Richard K. Furuta
Center for the Study of Digital Libraries &
Department of Computer Science
Texas A&M University
College Station, Texas
At a first glance, the concept of building 3D models for ASL signs in VRML is simple and intuitive. However, discovering how to expand a small vocabulary of static handshapes in VRML, such as the one made by Geitz, et al. , into a larger vocabulary is not trivial. In this paper, we present techniques for systematically solving the problem.
Our work is based on the assumption that ASL signs can be described in terms of linguistic features of signing hands (handshapes, positions, orientations, and movements), and each feature has only a small number of possible configurations. The assumption is based on Stokoe, Casterline, and Croneberg's sign writing system . Since each movement has a starting point and an ending point, the problem of describing a dynamic sign can be reduced into selecting static gestures as key frames, and then animating among them to form the sign.
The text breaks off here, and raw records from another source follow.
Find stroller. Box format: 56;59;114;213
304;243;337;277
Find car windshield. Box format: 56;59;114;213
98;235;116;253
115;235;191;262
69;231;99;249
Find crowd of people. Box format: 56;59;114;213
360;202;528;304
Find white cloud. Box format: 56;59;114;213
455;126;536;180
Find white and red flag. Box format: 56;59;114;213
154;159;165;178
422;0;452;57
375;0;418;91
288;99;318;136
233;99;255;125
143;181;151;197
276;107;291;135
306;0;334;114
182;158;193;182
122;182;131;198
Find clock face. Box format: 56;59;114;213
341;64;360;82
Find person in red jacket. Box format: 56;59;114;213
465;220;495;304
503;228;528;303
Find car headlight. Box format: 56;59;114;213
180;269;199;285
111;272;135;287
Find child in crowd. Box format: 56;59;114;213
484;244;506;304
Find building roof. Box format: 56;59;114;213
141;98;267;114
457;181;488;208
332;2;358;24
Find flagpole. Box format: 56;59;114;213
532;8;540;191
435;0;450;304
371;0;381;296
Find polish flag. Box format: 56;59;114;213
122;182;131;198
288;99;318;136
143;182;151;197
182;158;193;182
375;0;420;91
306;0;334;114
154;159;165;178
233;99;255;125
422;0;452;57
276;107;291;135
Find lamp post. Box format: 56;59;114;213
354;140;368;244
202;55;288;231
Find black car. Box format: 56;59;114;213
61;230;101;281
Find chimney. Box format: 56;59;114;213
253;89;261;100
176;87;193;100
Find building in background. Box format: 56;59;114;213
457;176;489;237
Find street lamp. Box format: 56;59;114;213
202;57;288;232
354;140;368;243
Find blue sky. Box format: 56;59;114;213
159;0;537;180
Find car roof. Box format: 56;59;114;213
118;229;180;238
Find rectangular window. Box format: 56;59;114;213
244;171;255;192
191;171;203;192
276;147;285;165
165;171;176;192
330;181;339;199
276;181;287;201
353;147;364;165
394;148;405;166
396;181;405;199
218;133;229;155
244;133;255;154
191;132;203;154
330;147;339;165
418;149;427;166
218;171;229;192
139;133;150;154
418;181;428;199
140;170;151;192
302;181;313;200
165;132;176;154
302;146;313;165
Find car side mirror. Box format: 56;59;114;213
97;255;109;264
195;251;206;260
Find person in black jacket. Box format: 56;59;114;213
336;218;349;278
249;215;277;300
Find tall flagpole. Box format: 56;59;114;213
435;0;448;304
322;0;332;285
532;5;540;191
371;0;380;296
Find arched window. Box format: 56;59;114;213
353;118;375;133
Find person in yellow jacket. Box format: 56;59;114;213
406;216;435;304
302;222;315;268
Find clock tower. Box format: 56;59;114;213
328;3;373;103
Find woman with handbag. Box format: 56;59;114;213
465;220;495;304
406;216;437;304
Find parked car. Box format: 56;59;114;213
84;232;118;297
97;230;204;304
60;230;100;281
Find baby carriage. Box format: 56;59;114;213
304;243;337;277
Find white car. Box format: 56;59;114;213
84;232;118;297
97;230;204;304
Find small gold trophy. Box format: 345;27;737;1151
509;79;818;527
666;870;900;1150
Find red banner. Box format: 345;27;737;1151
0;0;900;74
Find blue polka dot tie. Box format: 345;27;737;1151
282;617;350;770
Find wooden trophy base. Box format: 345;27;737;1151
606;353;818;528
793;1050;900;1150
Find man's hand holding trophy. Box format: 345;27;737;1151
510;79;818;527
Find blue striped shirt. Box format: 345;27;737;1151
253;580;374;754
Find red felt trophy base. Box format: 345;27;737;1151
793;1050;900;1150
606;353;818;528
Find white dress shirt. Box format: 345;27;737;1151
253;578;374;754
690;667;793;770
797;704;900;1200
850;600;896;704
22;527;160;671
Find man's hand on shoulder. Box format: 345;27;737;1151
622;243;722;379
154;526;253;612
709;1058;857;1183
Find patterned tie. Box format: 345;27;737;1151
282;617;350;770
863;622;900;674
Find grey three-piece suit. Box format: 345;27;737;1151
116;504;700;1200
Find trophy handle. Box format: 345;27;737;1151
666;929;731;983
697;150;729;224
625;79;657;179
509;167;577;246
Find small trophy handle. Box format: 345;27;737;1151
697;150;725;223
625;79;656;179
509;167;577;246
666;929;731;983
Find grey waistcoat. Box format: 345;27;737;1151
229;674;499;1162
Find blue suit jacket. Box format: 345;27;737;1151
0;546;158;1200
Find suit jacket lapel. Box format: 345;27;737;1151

Facial expression and body language are not considered in this work.
In this paper we describe the implementation of a Web-accessible interface for ASL-based gestures. We started with a simple 3D hand model and added specification for all the degrees of freedom (DOFs) on the hand to construct static gestures. In the interface, the DOFs on the hand can be acquired by manipulating a control panel; finger bendings, wrist bendings, location and orientation of the hand model can be adjusted one by one.
Next, we used the function of key-frame animation provided with VRML 2.0 to compose dynamic gestures by specifying pre-selected static gestures as key frames. The Web site provides a proof-of-concept prototype creating VRML files that demonstrates this. Here, users can input a string of letters and numbers and see an animation of the sequence in the ASL manual alphabet in a dynamically-generated VRML world.
In the paper, the hand model will be introduced first and followed by the control panel. Then, animation and fingerspelling will be explained. Finally, we will discuss the possibility of compiling an ASL dictionary in VRML.
The hand model consists of entities for a palm, a forearm, and three bones for each finger and thumb; each entity is made of a scaled Cylinder plus two scaled Spheres attached to the two ends of the Cylinder. Cylinder and Sphere are VRML geometry nodes. To simplify the hand model implementation, we ignore the flesh patch between the index finger and thumb, which makes the hand model a bit less realistic. Since the model is so simple, we can keep the file size small (about 9KB).
The major DOFs on the hand can be characterized as below : each finger is able to do distal bending, middle bending, proximal bending, and proximal deviation. The thumb is similar. In total this yields 20 DOFs for fingers and thumb. Additionally, the wrist can do yaw and pitch and the forearm has 6 DOFs: x, y, and z as well as yaw, pitch, and roll. The final count is 28 DOFs for the complete hand model.
The letter Z in the manual alphabet is a gesture using the index finger to draw a "Z"; four handshapes were used as key frames to create the dynamic gesture for Z. The letter J uses the little finger to draw a "J"; three handshapes were used for the J gesture.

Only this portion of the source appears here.